Newman, though, finished the season at No. 1, then beat out Hartman to be QB 1 in 2019. Hartman stayed but redshirted and played in four games that season with one start. Newman then surprised even Wake Forest head coach Dave Clawson after the 2019 season by announcing he was transferring.
He landed at Georgia, where he hoped to improve his NFL Draft equity, but then he opted out of the 2020 season during the height of the COVID-19 pandemic. He went undrafted the following spring and eventually landed in the Canadian Football League..”
Hartman started all nine games of the 2020 season, all 14 in 2021 and all but the 2022 season opener as he was still recovering from the blood-clot issues.
He and Wake Forest were scheduled to face Notre Dame per its pre-COVID 2020 schedule in a late-September game in Charlotte, N.C. That game remained on the revised schedule when ND became a one-year member of the ACC, but it was ultimately postponed because of a September COVID outbreak on the Irish team.
The game was eventually rescheduled for Dec. 12, one week ahead of the ACC Championship Game between Clemson and the Irish, but the league ended up canceling it for competitive balance reasons with the irregular and interrupted schedules.
Now, as a member of Notre Dame's team, Hartman will face his former teammates, presumably as the starter, on Oct. 28 at Notre Dame Stadium.
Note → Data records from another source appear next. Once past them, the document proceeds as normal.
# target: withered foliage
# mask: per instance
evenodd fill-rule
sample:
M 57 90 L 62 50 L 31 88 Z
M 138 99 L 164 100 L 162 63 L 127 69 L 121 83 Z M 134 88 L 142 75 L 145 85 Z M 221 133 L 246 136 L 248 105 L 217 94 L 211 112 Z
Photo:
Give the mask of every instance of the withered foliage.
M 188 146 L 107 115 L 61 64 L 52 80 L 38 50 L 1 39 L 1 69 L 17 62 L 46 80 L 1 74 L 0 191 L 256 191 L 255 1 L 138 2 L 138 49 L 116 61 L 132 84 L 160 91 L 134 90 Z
With big aspirations for himself and the Irish.
“A lot of time has been spent just looking: Is there a person in the portal that's going to enhance our roster in the right way?” Freeman said. “We can't just take anybody. We have to get the right fit for our program, for our roster. … Then you’ve got to recruit them and try to get him to believe that this is the best place for them."